O agronegócio brasileiro está preocupado com a alta do desmatamento, com a má imagem do país no exterior e quer se descolar rapidamente do segmento que pratica a ilegalidade. Os ataques do presidente Jair Bolsonaro à Europa são outra angústia. O bloco compra mais de US$ 5 bilhões ao ano de soja brasileira e “dita tendências”. Nesse quadro delicado, “é questão de tempo” para um boicote a produtos do Brasil.
Esses alertas são do goiano Marcello Brito, CEO da Agropalma e presidente da Associação Brasileira do Agronegócio (Abag). Fala em nome de um setor que responde por mais de R$ 1,2 trilhão ao ano e contribui com mais de 20% do PIB. “Vai custar caro ao Brasil reconquistar a confiança de alguns mercados internacionais.”
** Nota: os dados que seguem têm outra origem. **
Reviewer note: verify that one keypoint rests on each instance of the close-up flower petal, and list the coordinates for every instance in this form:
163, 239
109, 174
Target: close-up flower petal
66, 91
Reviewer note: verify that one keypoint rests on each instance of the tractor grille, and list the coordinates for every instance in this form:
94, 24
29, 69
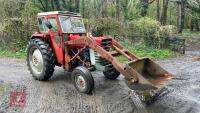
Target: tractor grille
106, 44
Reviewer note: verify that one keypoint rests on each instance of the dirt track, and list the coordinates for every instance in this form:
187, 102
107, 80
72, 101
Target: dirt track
58, 95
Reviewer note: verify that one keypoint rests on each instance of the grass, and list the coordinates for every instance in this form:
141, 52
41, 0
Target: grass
187, 33
16, 54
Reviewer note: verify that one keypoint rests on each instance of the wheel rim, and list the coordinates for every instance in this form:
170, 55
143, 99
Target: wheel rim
36, 61
80, 82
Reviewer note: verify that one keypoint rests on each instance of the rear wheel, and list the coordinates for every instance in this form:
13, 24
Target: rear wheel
112, 74
83, 80
40, 59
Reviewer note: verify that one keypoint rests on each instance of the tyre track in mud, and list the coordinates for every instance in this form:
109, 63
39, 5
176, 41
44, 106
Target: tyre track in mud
58, 95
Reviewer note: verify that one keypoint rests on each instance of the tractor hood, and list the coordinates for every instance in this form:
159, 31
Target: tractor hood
102, 41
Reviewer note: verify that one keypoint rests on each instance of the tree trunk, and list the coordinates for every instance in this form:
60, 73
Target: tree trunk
57, 3
144, 7
104, 8
83, 8
182, 6
77, 6
158, 9
117, 9
163, 18
197, 24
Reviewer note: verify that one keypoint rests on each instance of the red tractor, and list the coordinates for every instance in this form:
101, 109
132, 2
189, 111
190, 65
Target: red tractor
62, 41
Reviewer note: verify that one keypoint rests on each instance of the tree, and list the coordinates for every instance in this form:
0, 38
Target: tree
163, 18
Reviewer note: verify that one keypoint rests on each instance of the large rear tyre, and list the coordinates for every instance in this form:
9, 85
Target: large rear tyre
40, 59
83, 80
112, 74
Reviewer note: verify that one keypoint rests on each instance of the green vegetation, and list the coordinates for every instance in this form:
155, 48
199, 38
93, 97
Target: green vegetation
143, 51
187, 33
15, 54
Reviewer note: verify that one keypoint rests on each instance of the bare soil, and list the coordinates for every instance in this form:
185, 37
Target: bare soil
58, 95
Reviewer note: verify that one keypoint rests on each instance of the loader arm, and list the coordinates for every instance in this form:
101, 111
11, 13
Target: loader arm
144, 72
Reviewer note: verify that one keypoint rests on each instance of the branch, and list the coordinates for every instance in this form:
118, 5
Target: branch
151, 2
195, 9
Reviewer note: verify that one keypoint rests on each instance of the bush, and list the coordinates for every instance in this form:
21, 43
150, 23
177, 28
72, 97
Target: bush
147, 29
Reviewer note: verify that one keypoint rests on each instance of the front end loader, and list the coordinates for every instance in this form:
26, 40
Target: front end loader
62, 41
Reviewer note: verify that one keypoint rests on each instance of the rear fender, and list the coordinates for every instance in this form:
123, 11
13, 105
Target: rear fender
46, 38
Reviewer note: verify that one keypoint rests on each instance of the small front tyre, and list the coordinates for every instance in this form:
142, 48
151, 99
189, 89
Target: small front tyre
83, 80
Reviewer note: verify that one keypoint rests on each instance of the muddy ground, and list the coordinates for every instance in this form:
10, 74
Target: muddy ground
181, 95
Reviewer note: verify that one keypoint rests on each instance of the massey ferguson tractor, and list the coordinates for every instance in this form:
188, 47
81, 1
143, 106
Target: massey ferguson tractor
62, 41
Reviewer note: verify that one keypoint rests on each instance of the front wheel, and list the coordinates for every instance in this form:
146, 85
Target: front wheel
83, 80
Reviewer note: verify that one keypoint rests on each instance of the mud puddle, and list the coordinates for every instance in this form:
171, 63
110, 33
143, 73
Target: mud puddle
58, 95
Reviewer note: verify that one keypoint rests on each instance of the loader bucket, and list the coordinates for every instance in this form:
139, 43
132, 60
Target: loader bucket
150, 75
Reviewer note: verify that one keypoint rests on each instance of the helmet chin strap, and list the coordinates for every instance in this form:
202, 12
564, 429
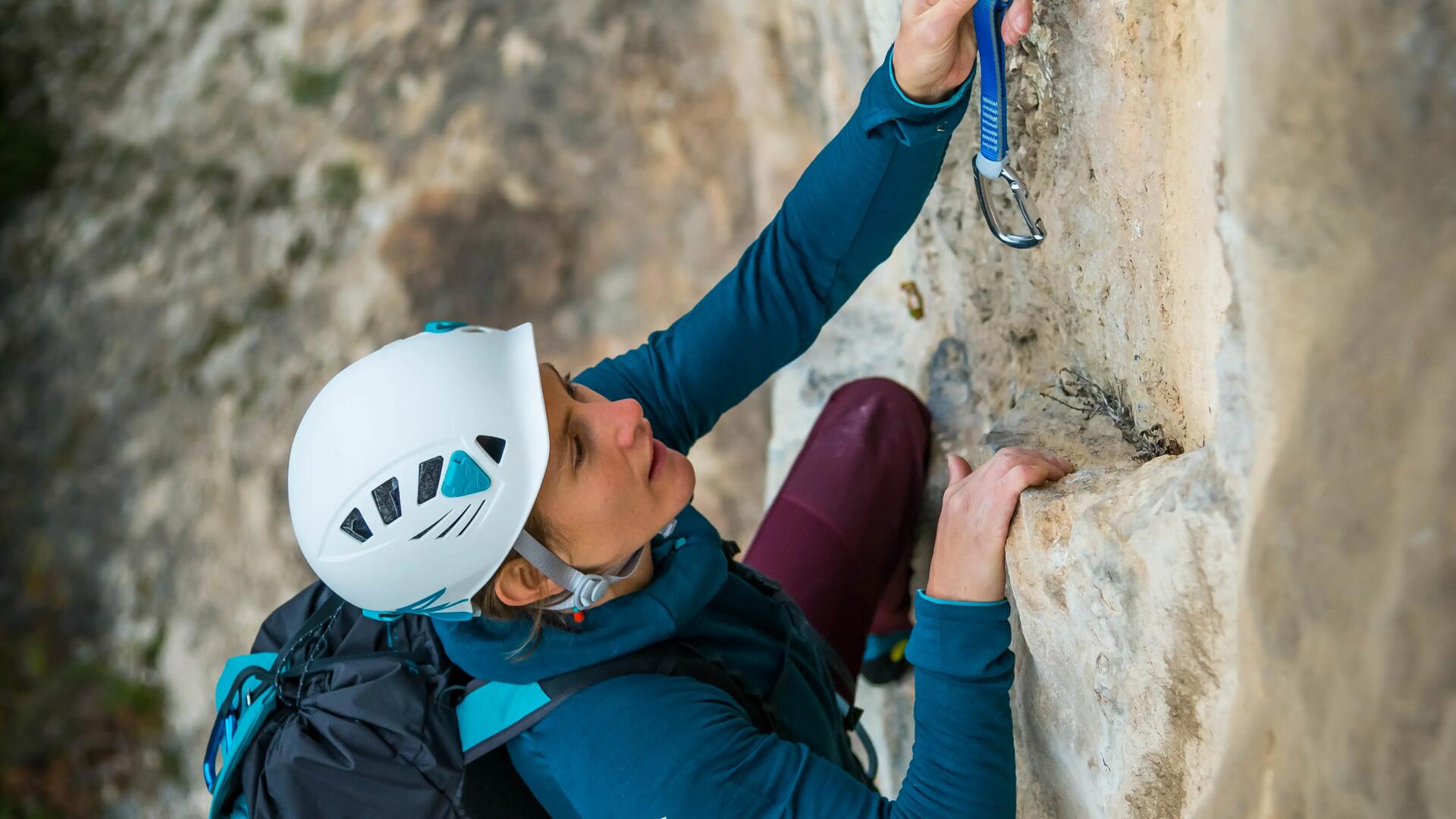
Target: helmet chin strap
585, 589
Para ele, o agronegócio não precisa avançar sobre as terras indígenas (“já temos terras demais), as ONGs não são o inimigo (“são mais um player da economia), a preservação custa (e os produtores deveriam ser remunerados por isso) e “a riqueza bioeconômica da Amazônia é incalculável”.
Brito falou ao Valor durante a Semana do Clima, em Salvador. A seguir os principais trechos: Valor: O senhor faz uma distinção em relação ao setor da economia que representa. Diz que fala em nome do agronegócio legal. Por quê?
Marcello Brito: Faço questão de dizer isso pelo seguinte: a agricultura brasileira há 20 ou 30 anos era de baixa tecnologia e crescia por expansão de área. Em anos mais recentes, a agricultura brasileira, que é uma das mais especializadas do mundo, cresceu muitíssimo em tecnologia e em produtividade. Só que o mesmo ranço que colava no agronegócio, de desmatamento irrracional, continuou no setor. Quando hoje pegamos os dados, sejam eles de qualquer ONG internacional e nacional, sejam de qualquer instituto governamental, a gente vê que o desmatamento não tem ligação com o agronegócio. Pelo menos 80% do desmatamento, alguns falam em 90%, não têm relação com o agronegócio.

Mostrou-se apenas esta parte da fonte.